Textos de dois professores me trouxeram novas reflexões sobre o tema. Um deles é Tzvetan Todorov (1939), lingüista búlgaro radicado na França desde 1963, autor de A Literatura em Perigo, de 2007, publicado agora em 2009 em português pela Difel. O outro é Uraniano Mota, escritor de Recife que em texto recente na revista eletrônica NovaE, A salvação pela literatura, divide com o leitor algumas experiências como professor de literatura para adolescentes.
Primeiro, aos títulos dos textos, que, apesar de sentidos inversos, adotam a mesma perspectiva, sendo complementares: Todorov manifesta sua preocupação em que o ensino de técnicas de análise da literatura ocupe o lugar do ensino e da discussão das próprias obras e aponta como o mergulho nas obras dá lugar ao ensino das técnicas por meio da análise dos currículos desde o equivalente ao colegial, passando pelos processos seletivos para os cursos superiores e o próprio ensino e pesquisa nos meios superiores.
Nestes espaços, dos quais a influência francesa é sentida enormemente nos estudos literários no Brasil, o estudo de literatura é moldado, conforme o Boletim Oficial do Ministério da Educação de 2000, para “formar a reflexão sobre: a história literária e cultural, os gêneros e os registros, a elaboração da significação e a singularidade dos textos, a argumentação e os efeitos de cada discurso sobre seus destinatários”; ou ainda refletir sobre a “produção e recepção dos textos” e a “apreciação de maneira mais analítica” dos “elementos da argumentação”. O que, para Todorov, é um erro: “O conjunto dessas instruções baseia-se, portanto, numa escolha: os estudos literários têm como objetivo primeiro o de nos fazer conhecer os instrumentos dos quais se servem” (grifo meu). Isto é, são ensinadas receitas, mas não se prova o bolo. Seu diagnóstico segue abaixo:
Ler poemas e romances não conduz à reflexão sobre a condição humana, sobre o indivíduo e a sociedade, o amor e o ódio, a alegria e o desespero, mas sobre as noções críticas, tradicionais ou modernas. Na escola, não aprendemos acerca do que falam as obras, mas sim do que falam os críticos.

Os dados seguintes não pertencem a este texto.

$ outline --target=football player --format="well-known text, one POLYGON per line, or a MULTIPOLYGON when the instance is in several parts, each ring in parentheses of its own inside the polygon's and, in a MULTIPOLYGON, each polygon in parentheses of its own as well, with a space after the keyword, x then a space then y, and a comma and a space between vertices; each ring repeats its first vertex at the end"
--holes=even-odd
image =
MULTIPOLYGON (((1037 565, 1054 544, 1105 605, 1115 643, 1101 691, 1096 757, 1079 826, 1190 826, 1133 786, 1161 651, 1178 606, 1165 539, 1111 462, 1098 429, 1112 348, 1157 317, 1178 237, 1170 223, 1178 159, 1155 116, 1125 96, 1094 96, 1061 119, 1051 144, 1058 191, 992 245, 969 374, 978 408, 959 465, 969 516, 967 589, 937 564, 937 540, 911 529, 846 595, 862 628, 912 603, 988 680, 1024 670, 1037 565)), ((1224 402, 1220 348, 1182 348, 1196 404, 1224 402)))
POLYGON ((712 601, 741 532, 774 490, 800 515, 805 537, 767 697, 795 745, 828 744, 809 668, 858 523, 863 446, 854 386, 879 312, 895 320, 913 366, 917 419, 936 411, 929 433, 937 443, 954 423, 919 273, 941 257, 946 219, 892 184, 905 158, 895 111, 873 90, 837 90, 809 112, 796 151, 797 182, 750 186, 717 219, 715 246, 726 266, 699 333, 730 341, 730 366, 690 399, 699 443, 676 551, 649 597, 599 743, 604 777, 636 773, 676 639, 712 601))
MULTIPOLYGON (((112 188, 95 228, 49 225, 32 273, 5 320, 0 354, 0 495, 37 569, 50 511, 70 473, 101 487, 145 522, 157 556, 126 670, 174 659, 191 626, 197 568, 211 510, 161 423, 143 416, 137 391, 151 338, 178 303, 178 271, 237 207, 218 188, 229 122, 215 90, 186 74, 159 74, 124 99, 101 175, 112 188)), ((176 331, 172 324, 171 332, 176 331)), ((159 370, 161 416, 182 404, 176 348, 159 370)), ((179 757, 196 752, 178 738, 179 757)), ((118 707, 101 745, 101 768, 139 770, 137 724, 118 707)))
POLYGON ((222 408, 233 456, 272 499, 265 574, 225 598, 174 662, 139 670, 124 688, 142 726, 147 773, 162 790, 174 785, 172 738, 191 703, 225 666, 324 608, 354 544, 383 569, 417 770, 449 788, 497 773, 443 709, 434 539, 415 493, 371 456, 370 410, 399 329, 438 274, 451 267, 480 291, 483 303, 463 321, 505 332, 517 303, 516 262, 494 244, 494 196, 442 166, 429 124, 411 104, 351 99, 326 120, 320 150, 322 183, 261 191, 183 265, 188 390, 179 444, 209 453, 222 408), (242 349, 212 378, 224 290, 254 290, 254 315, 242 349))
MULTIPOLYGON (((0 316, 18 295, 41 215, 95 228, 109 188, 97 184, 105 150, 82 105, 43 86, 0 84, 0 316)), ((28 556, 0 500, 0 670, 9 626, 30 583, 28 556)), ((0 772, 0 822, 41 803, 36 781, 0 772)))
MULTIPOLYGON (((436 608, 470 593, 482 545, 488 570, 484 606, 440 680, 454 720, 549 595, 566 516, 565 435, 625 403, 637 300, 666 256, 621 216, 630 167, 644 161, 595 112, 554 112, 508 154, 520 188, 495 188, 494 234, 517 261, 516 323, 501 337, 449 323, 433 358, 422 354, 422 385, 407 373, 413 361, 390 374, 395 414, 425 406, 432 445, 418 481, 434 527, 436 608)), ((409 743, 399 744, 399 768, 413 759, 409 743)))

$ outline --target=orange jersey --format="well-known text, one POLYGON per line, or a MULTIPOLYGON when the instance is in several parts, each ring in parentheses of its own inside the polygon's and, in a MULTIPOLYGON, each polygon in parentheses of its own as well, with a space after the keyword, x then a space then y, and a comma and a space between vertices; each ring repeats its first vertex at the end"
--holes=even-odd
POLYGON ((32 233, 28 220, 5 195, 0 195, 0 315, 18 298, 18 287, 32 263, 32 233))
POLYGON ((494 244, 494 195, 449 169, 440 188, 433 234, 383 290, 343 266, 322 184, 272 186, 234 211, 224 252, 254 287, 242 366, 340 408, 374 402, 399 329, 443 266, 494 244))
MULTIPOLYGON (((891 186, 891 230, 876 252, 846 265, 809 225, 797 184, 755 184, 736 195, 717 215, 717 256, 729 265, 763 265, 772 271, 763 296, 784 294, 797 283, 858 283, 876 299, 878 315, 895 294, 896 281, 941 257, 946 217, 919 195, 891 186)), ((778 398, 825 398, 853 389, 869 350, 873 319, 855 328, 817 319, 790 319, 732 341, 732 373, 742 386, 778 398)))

Talvez este desvio seja uma das causas que alimentem o preconceito contra os estudos sobre a literatura, geralmente uma visão conservadora que deixa a poesia e a ficção em posição de objetos de fruição, de lazer, e não de entendimento do mundo.
II
Da outra ponta da perspectiva, Uraniano Mota trata em seu texto da recepção do ensino literário em sua experiência no ensino do segundo grau, em que a opressão do mundo das necessidades (“O que eu ganho com isso, professor?”) enche de obstáculos o ensino da literatura (creio que esse utilitarismo do ensino é de alguma forma também parte do problema apontado por Todorov).
Após narrar suas agruras tanto como professor de adolescentes de classe média como de jovens da periferia, Mota, porém, nos traz esperança. E conta como uma “jovem míope, tímida, com 19 anos”, sem saber alemão, conseguiu uma bolsa de estudos de 600 euros por mês, mais universidade, casa e alimentação na Alemanha, porque contou em seu teste, como foi salva pela literatura ao descobrir Goethe. Ainda que tenha um aspecto utilitário (ganhar uma bolsa), isso só foi possível porque a aluna antes foi salva. E é Todorov que explica como isso funciona:
Mais densa e eloqüente que a vida cotidiana, mas não radicalmente diferente, a literatura amplia o nosso universo, incita-nos a imaginar outras maneiras de concebê-lo e organizá-lo. Somos todos feitos do que os outros seres humanos nos dão: primeiro nossos pais, depois aqueles que nos cercam; a literatura abre ao infinito essa possibilidade de interação com os outros e, por isso, nos enriquece infinitamente. Ela nos proporciona sensações insubstituíveis que fazem o mundo real se tornar mais pleno de sentido e mais belo. Longe de ser um simples entretenimento, uma distração reservada às pessoas educadas, ela permite que cada um responda melhor à sua vocação de ser humano.
Referências
Tzvetan Todorov. A Literatura em Perigo. Tradução Caio Meira. Rio de Janeiro: Difel, 2009.